Bees Can Switch Roles Epigenetically
Half a bee, philosophically, must, ipso facto, half not be.-- Monty Python, "Eric the Half-Bee" Song
For the first time, scientists have witnessed a behavioral change via epigenetic markers, with no change to the genes themselves.
Honeybees start out their lives as nurses, spending their time in the hive taking care of the queen's eggs. After two or three weeks, they take to the fields outside in a new role as foragers. Scientists have wondered how an insect with the same genetic makeup makes the transition to a completely different behavior. It's two bees in one! The solution of the enigma appears to be in the epigenetic code.
Science Daily reported this discovery by Johns Hopkins University ("How Bees Decide What to Be: Reversible 'Epigenetic' Marks Linked to Behavior Patterns"). The discovery hints at a sea change in how biologists will view genetics from now on: "what is believed to be the first evidence that complex, reversible behavioral patterns in bees -- and presumably other animals -- are linked to reversible chemical tags on genes." (Emphasis added.)
Using a new search tool, the researchers mapped the methyl tags -- a variety of epigenetic marker -- on the genes of nurse bees and forager bees. Though the genes were the same, 155 methyl tags had changed between them. The scientists believe these tags reside on regulatory genes known to affect the status of other genes. The tags regulate gene expression traffic: "Gene sequences without these tags are like roads without stoplights -- gridlock," remarked Andy Feinberg, director of the Center for Epigenetics at JHU.
Next, the team cleansed the hive of nurses and allowed returning foragers to adapt to the nursing shortage. The bees that reverted to the nursing role were mapped again. Remarkably, they found that more than half of the methyl tags reverted to their earlier nursing state. Of the reverted tags, 57 were on genes likely involved in the behavior of the different roles. Team member Gro Amdam commented,
"It's like one of those pictures that portray two different images depending on your angle of view," she says. "The bee genome contains images of both nurses and foragers. The tags on the DNA give the brain its coordinates so that it knows what kind of behavior to project."New Scientist used a computer metaphor, likening the change to a "reboot of brain genes" back to the nursing role. "Worker honeybees shuttling between foraging and nursing tasks have been found to switch huge groups of genes on and off in their brains for each job."
What this implies (for humans as well as bees) is that behavioral changes might have reversible epigenetic settings. "It's the first evidence, to our knowledge, of an epigenetic change linked to reversible behavior in any organism," Feinberg said. "It opens doors to new ways of thinking about human problems like addiction, and about learning and memory."

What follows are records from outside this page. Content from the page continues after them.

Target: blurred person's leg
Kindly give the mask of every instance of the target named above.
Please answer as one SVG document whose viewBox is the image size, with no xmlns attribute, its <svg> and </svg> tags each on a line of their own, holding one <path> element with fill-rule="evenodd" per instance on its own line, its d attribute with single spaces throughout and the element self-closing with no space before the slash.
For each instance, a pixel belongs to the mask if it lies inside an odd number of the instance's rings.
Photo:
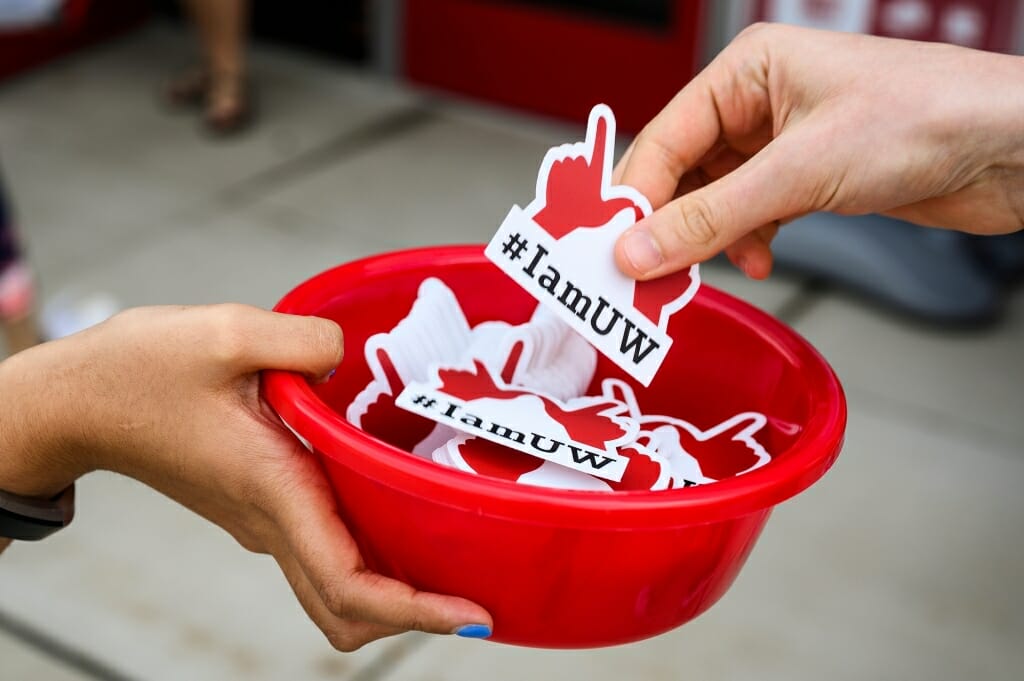
<svg viewBox="0 0 1024 681">
<path fill-rule="evenodd" d="M 14 216 L 0 178 L 0 327 L 13 355 L 41 340 L 32 269 L 23 260 Z"/>
<path fill-rule="evenodd" d="M 251 117 L 245 36 L 248 0 L 185 0 L 205 61 L 205 119 L 215 132 L 234 132 Z"/>
</svg>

Psychiatric disorders like addiction, schizophrenia and bipolar disorder, as well as aging and other chronic conditions like obesity are known to have an epigenetic component. So a better understanding of how epigenetics and behavior interact could lead to new treatments.Fascinating. Yet there is this that is left unexplained: what master control knows how and when to switch these particular 155 methyl tags on and off? It can't be random. Imagine a chimpanzee at a switchboard flipping switches without a plan, each switch causing cascading effects on downstream systems. Chaos would result.

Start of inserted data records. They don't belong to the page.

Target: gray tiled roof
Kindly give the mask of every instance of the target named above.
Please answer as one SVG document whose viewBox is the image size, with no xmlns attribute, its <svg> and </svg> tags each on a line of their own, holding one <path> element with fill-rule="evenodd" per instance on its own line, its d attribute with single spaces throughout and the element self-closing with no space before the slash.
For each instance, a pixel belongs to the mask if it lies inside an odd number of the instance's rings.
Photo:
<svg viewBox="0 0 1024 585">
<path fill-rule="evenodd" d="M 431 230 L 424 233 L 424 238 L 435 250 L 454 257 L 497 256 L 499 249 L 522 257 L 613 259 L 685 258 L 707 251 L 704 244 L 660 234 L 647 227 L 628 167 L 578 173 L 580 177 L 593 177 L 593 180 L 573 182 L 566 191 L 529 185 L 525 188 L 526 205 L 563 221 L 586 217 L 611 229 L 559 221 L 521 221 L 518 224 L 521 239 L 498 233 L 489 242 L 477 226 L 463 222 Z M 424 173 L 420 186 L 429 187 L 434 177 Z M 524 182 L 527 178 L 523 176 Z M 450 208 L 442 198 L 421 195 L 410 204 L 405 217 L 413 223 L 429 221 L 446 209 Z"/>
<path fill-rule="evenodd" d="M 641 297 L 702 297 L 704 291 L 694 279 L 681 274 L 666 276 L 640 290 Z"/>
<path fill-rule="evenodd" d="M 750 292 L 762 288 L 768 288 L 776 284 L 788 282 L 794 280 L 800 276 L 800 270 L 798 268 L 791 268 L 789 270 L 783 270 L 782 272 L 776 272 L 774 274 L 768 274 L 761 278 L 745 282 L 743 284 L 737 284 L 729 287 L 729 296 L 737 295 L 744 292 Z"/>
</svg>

Honeybee roles involve hierarchies of control. Nurse bees with one predefined role, involving particular behaviors and skills, have to make a radical switch to another predefined role (forager) with very different tasks and skills. What reprograms the right tags at the right time? Some master control, like fingers on a keyboard, signals them to "Stop nursing and go forth into the fields; bring back nectar and dance for your mates."

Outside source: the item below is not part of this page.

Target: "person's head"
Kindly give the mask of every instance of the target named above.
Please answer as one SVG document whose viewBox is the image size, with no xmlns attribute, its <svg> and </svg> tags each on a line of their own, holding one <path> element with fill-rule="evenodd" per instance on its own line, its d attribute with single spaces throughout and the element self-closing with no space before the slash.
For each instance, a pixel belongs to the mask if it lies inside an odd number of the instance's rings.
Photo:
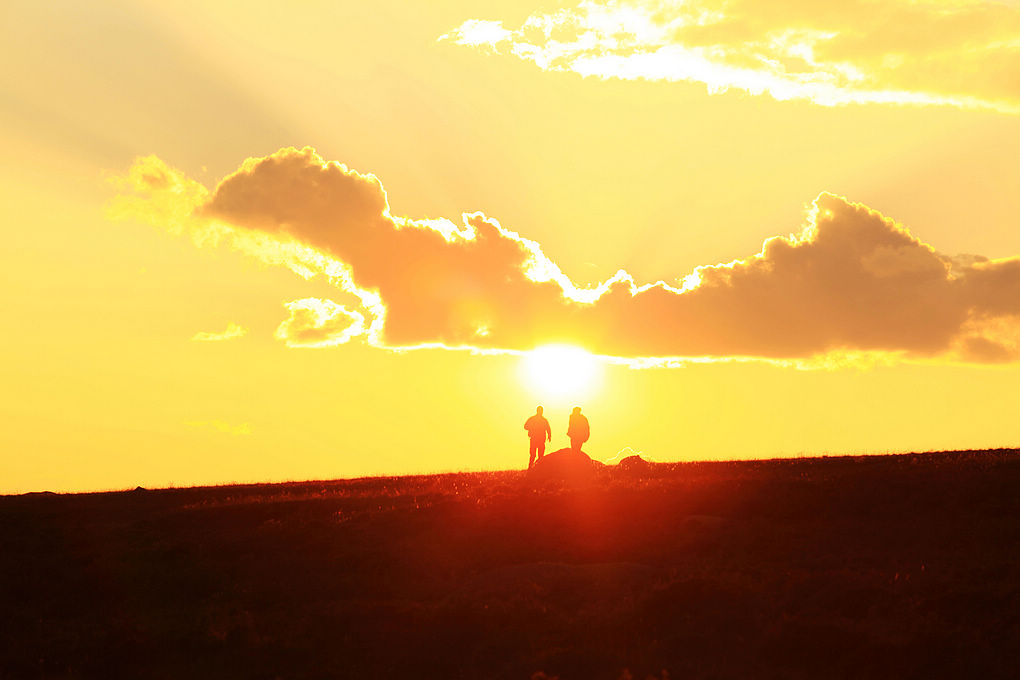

It appears certain that evolutionary theory, with its dependence on genetic point mutations or other unplanned accidental changes, is hopelessly inadequate to explain this finding. If a single-base mutation on a gene is already unlikely to produce a benefit, how much more would a random change be utterly unable to correctly order all the switches that must work simultaneously to produce a complex behavior, like foraging?
When you think of it, foraging includes numerous skills: navigation, remote sensing, targeting, memory, and communication, to name a few. Another article on Science Daily recently showed that bumblebees, with their tiny brains, solve the "traveling salesman problem," a difficult algorithm in computational complexity theory.
Two new levels of complexity above the already-complex genes have come into view here: an epigenetic switchboard, as described by the ENCODE project, and a master controller yet to be elucidated. This appears to be a promising area of research for a theory equipped with the epistemic resources to handle complex systems of this magnitude: intelligent design.